Brodeur, R., C. Mills, J. Overland, G. Walters, and J. Schumacher (1999) Evidence for a substantial increase in gelatinous zooplankton in the Bering Sea, with possible links to climate change. Fish Oceanography 8:296-306.

Cargo, D. and D. King (1990) Forecasting the abundance of the sea nettle, Chrysaora quinquecirrha, in the Chesapeake Bay. Estuaries 13:486-491.

Cargo, D. and L. Shultz (1966) Notes on the biology of the sea nettle, Chrysaora quinquecirrha, in the Chesapeake Bay. Chesapeake Science 8:209-220.

Mills, C. (2001) Jellyfish blooms: Are populations increasing globally in response to changing ocean conditions? Hydrobilogia 451:55-68.

Purcell, J., web communication:

Purcell, J. (1992) Effects of predation by the scyphomedusan Chrysaora quinquecirrha on zooplankton populations in the Chesapeake Bay, USA. Marine Ecological Progress Series 87:65-76.

Purcell, J. (2005) Climate effects on formation of jellyfish and ctenophore blooms. Journal of the Marine Biological Association UK 85:461-476.
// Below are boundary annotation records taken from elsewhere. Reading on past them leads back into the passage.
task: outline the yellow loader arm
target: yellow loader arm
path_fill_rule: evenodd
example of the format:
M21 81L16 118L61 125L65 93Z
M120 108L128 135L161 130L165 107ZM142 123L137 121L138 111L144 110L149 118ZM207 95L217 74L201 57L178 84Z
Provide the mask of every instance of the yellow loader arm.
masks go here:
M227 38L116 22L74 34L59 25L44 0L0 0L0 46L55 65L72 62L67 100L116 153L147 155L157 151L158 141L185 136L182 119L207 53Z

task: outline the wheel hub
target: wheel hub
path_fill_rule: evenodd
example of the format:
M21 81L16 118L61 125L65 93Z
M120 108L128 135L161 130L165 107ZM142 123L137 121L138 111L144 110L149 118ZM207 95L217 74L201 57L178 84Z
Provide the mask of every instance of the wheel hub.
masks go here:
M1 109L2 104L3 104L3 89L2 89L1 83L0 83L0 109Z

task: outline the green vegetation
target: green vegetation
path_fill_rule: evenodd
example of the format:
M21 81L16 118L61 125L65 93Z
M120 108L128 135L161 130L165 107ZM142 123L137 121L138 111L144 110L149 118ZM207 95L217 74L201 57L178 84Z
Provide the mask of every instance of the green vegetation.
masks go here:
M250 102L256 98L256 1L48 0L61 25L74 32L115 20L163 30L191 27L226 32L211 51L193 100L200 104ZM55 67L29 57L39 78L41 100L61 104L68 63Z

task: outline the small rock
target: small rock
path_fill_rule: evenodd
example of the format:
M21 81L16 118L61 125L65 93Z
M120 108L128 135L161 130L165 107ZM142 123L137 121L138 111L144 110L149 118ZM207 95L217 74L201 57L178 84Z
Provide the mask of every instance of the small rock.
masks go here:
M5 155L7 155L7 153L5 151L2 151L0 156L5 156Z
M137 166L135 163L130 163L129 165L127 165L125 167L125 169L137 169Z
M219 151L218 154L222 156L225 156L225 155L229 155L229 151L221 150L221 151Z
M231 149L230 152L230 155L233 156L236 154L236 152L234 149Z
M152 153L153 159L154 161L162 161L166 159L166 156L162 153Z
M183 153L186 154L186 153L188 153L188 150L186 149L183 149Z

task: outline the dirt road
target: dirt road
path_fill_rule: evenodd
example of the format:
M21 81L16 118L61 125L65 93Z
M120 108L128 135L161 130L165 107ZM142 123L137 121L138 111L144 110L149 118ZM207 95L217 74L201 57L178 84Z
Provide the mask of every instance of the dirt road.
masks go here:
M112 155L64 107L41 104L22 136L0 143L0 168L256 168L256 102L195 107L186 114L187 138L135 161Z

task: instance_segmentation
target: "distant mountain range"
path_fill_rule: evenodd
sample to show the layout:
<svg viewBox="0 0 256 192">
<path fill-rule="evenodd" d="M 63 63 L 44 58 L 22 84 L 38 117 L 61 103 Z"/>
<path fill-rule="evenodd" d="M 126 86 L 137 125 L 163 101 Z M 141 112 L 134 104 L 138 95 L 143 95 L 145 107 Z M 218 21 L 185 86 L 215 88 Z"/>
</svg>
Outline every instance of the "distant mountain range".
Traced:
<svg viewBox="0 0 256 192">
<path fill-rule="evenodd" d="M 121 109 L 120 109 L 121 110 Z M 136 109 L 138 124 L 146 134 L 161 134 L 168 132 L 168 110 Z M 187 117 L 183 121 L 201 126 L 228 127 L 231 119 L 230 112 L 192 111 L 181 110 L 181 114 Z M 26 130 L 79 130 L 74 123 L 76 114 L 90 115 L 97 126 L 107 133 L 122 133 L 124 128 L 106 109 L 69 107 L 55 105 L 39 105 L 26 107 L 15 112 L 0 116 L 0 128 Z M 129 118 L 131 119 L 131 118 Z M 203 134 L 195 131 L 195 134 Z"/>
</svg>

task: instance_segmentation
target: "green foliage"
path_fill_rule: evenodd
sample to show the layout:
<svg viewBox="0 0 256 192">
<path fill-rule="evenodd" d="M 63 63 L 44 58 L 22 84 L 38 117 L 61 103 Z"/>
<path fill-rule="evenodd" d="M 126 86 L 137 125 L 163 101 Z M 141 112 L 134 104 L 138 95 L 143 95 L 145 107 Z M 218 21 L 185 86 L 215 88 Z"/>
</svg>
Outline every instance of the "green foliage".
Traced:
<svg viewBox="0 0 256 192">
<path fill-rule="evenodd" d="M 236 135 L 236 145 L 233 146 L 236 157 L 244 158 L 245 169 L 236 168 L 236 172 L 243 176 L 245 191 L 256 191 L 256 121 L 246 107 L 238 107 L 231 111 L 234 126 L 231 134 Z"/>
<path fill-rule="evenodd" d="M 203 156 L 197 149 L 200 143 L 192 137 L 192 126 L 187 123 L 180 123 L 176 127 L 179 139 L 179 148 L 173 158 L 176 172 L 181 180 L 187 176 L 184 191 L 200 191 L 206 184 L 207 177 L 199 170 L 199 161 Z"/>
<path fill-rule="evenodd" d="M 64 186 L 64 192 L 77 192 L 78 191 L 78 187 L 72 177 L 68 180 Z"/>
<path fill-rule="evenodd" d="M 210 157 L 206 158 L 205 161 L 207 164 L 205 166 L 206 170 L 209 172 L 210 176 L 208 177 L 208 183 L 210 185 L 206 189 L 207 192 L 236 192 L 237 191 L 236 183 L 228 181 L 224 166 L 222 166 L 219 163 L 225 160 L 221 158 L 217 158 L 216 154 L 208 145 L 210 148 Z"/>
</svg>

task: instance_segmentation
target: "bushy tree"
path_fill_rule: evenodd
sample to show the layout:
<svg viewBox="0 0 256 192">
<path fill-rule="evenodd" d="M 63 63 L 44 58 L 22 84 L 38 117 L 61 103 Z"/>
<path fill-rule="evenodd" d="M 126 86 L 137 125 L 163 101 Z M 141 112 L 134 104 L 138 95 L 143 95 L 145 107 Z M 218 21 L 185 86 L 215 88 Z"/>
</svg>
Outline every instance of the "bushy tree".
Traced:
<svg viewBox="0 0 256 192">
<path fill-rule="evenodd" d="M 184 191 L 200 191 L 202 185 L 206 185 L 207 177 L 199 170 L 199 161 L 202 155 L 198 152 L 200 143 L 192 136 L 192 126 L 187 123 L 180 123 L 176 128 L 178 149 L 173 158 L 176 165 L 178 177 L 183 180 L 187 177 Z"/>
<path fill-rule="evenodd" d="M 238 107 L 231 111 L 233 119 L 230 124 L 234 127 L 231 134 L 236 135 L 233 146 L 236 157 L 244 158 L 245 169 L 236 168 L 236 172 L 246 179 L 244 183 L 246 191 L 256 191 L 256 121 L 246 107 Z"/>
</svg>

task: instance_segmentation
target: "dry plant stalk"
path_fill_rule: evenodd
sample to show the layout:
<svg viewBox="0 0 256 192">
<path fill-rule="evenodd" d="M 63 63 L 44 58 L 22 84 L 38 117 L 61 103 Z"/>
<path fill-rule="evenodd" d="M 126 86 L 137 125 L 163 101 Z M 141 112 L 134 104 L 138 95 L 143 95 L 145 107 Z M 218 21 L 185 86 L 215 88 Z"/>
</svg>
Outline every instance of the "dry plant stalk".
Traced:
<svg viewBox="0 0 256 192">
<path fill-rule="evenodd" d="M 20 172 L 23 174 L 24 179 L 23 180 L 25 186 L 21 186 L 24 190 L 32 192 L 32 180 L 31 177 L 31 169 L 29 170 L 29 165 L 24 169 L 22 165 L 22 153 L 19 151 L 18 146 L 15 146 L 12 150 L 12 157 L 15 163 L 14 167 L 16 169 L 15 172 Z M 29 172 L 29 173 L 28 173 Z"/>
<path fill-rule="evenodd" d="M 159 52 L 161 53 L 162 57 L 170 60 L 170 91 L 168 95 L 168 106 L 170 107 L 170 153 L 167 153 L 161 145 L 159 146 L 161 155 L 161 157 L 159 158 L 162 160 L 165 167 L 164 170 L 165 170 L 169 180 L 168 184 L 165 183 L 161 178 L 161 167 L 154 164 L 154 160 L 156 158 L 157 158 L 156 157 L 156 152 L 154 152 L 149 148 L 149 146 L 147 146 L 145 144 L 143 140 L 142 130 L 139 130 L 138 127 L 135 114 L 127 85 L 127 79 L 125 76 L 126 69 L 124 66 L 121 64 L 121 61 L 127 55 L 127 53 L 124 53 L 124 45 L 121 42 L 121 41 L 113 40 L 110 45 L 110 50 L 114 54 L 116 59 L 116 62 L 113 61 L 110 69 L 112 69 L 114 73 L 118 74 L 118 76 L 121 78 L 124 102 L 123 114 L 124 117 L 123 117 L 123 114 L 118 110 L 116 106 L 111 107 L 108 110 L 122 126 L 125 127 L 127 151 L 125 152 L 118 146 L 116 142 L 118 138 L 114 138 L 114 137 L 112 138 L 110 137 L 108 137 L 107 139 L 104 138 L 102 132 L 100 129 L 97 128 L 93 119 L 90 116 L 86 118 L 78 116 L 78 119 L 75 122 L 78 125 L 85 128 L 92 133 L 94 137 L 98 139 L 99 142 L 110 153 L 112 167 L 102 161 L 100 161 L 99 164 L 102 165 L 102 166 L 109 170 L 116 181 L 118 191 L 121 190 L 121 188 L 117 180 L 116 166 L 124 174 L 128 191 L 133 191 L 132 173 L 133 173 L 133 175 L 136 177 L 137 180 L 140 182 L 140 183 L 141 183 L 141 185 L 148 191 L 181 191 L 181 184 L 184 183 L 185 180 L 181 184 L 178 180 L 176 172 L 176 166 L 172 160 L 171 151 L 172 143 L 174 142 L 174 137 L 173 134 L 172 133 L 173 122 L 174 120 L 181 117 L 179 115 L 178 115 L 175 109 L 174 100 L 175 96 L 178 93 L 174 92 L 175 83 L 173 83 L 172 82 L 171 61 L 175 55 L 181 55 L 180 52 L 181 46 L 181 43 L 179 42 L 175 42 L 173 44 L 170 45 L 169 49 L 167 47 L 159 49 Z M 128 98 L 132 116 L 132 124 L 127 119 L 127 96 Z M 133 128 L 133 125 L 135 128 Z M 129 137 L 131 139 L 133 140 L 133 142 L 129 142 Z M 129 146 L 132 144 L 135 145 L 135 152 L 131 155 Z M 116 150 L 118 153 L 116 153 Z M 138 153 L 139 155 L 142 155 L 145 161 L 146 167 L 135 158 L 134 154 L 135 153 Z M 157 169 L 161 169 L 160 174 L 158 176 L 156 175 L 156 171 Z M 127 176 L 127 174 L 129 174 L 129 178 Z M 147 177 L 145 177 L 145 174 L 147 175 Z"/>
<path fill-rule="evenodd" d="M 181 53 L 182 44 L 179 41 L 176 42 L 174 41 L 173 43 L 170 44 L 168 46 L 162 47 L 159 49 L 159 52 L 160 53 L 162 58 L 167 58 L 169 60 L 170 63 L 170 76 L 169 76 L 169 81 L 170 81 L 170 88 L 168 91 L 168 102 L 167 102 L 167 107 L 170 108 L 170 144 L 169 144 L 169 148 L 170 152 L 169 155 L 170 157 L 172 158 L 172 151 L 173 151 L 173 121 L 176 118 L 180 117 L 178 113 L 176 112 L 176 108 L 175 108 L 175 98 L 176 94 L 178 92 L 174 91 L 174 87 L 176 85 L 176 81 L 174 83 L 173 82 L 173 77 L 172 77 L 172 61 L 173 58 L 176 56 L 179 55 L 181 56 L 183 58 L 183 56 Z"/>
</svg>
Purcell, J. and J. Cowan, Jr. (1995) Predation by the scyphomedusan Chrysaora quinquecirrha on Mnemiopsis leidyi ctenophores. Marine Ecological Progress Series 129:63-70.

Purcell, J., D. Nemazie, S. Dorsey, E. Houde and J. Gamble (1994) Predation mortality of bay anchovy Anchoa mitchelli eggs and larves due to scyphomedusae and ctenophores in the Chesapeake Bay. Marine Ecological Progress Series 114:47-58.